Since Dracunculus transmission depends almost entirely on water for its transmission and perpetuation, the onus is on providing clean water and preventing the infected from immersing their papules in water (this is how the larva are distributed).

Guinea Worm transmission still occurs in Benin, Burkina Faso, Central African Republic, Côte d'Ivoire, Ethiopia, Ghana, Mali, Mauritania, Niger, Nigeria, Sudan, Togo, and Uganda.An estimated 354 million people live in these countries and are thus at risk.The disease continues to affect the poorest populations deprived of access to basic health care provision, safe water supply and health education, and it remains a barrier to development as it affects the workforce of the society and prevents children from attending school.


About 78 percent of the world's cases occur in Sudan. As part of the eradication efforts free pipe filters are being distributed throughout Sudan.In Sudan, the 19-year-old civil war is the main reason for the high rate of disease. If the intensified political negotiations now under way between the two sides in Sudan succeed in ending hostilities, full access to the final areas of endemic dracunculiasis in southern Sudan might be possible soon. After the war ends and health-care workers gain access to this area, at least 4--5 years will be required to eliminate dracunculiasis, given the extent to which the disease is endemic and Sudan's enormous size, geographic barriers, and poor infrastructure and communications networks. With the devotion of sufficient resources and the resolution of civil conflict, Sudan and the other countries in which dracunculiasis is endemic can eradicate this disease.

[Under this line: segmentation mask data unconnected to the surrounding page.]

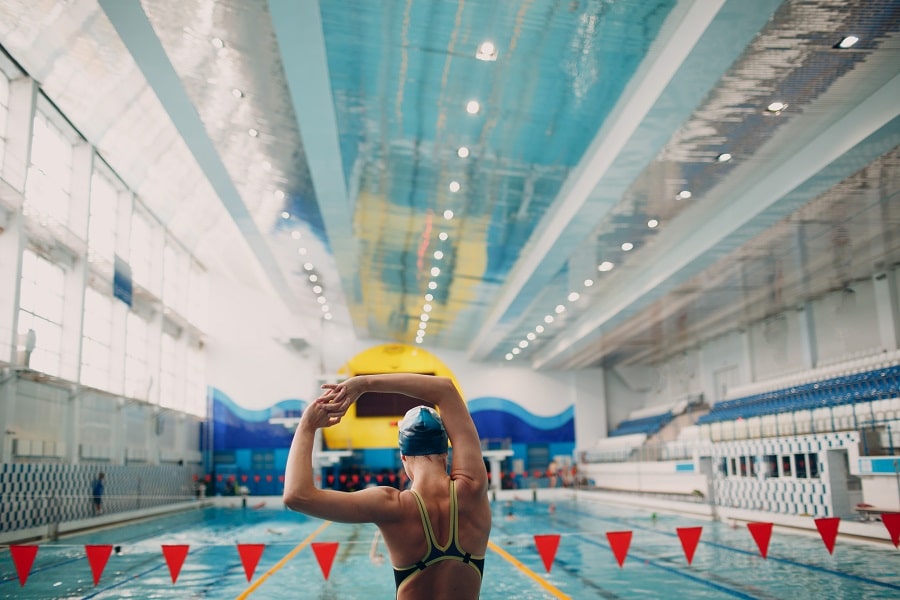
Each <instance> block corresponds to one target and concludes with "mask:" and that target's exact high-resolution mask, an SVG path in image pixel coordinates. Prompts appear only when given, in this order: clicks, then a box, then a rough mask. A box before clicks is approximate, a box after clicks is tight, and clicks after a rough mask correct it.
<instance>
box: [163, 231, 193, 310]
mask: <svg viewBox="0 0 900 600" xmlns="http://www.w3.org/2000/svg"><path fill="white" fill-rule="evenodd" d="M187 291H188V263H187V257H186V256H185V255H184V253H182V252H180V251H178V250H177V249H175V248H174V247H173V246H171V245H168V244H167V245H166V249H165V252H164V258H163V302H165V303H166V305H168V306H170V307H172V308H173V309H174V310H175V312H177V313H179V314H181V315H185V314H187Z"/></svg>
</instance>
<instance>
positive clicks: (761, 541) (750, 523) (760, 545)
mask: <svg viewBox="0 0 900 600" xmlns="http://www.w3.org/2000/svg"><path fill="white" fill-rule="evenodd" d="M747 529H749V530H750V535H752V536H753V540H754V541H755V542H756V546H757V547H758V548H759V553H760V554H761V555H762V557H763V558H766V555H768V553H769V540H770V539H772V524H771V523H747Z"/></svg>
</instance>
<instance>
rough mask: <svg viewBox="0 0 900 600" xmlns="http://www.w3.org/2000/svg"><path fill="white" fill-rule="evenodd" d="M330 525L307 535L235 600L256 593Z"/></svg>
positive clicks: (322, 525) (238, 596)
mask: <svg viewBox="0 0 900 600" xmlns="http://www.w3.org/2000/svg"><path fill="white" fill-rule="evenodd" d="M331 523H332V521H325V522H324V523H322V524H321V525H320V526H319V528H318V529H316V530H315V531H313V532H312V533H311V534H309V535H308V536H307V537H306V539H305V540H303V541H302V542H300V543H299V544H297V546H295V547H294V549H293V550H291V551H290V552H288V553H287V554H285V555H284V558H282V559H281V560H279V561H278V562H277V563H276V564H275V566H273V567H272V568H271V569H269V570H268V571H266V572H265V573H263V574H262V575H260V576H259V579H257V580H256V581H254V582H253V584H252V585H251V586H250V587H248V588H247V589H246V590H244V592H243V593H242V594H241V595H240V596H238V597H237V599H236V600H244V599H245V598H247V597H248V596H250V594H252V593H253V592H254V591H256V588H258V587H259V586H261V585H262V584H263V582H264V581H265V580H266V579H268V578H269V576H270V575H272V574H274V573H275V572H277V571H278V570H279V569H281V567H283V566H284V565H286V564H287V562H288V561H289V560H291V559H292V558H294V556H296V554H297V553H298V552H300V551H301V550H303V549H304V548H305V547H306V546H307V545H308V544H309V543H310V542H312V541H313V540H314V539H315V538H316V536H317V535H319V534H320V533H322V532H323V531H324V530H325V528H326V527H328V526H329V525H331Z"/></svg>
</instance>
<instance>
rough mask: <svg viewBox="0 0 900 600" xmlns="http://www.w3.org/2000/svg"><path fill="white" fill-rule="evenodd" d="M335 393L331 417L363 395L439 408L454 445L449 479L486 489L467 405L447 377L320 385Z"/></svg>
mask: <svg viewBox="0 0 900 600" xmlns="http://www.w3.org/2000/svg"><path fill="white" fill-rule="evenodd" d="M322 387H323V389H326V390H328V391H330V392H331V393H333V394H334V396H333V398H332V399H331V400H330V402H332V403H336V404H337V406H335V407H334V410H333V412H332V414H334V415H340V416H343V415H344V414H345V413H346V412H347V409H349V408H350V405H351V404H353V403H354V402H356V400H357V399H359V397H360V396H361V395H362V394H364V393H366V392H382V393H384V392H388V393H399V394H404V395H406V396H410V397H412V398H416V399H419V400H424V401H426V402H430V403H432V404H434V405H435V406H437V407H438V411H439V412H440V415H441V420H442V421H443V422H444V428H445V429H446V430H447V437H449V438H450V443H451V445H452V446H453V461H452V465H451V471H450V476H451V477H453V478H454V479H464V480H467V481H468V483H469V484H471V485H472V486H473V487H474V488H475V489H477V490H480V491H484V490H487V470H486V469H485V466H484V458H483V457H482V454H481V441H480V440H479V438H478V431H477V430H476V429H475V423H474V422H473V421H472V416H471V415H470V414H469V409H468V408H466V403H465V401H464V400H463V398H462V396H461V395H460V393H459V390H457V389H456V385H455V384H454V383H453V380H452V379H450V378H449V377H437V376H433V375H422V374H419V373H386V374H380V375H358V376H356V377H351V378H350V379H347V380H346V381H344V382H341V383H337V384H325V385H323V386H322Z"/></svg>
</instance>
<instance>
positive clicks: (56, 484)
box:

Education is key, and efforts are being made to educate those at risk about the disease's transmission and prophylactic measures, especially water purification. Also, Abate is now regularly used to kill Cyclops and sterilize water supplies. Extreme care is being taken to not overuse this chemical so as to incur resistance from the vector.


References/ Works Consulted

World Health Assembly. Elimination of dracunculiasis: resolution of the 39th World Health Assembly. Geneva, Switzerland: World Health Organization, 1986 (resolution no. WHA 39.21).

WHO Weekly Epidemiological Record, Vol 77, No 18, 2002

Dracunculiasis elimination efforts 2002 Volume 28

Markell, John, & Krotoski, (1999). Markell and Voge’s: Medical Parasitology, Eighth Edition. Philadelphia: Saunders Company.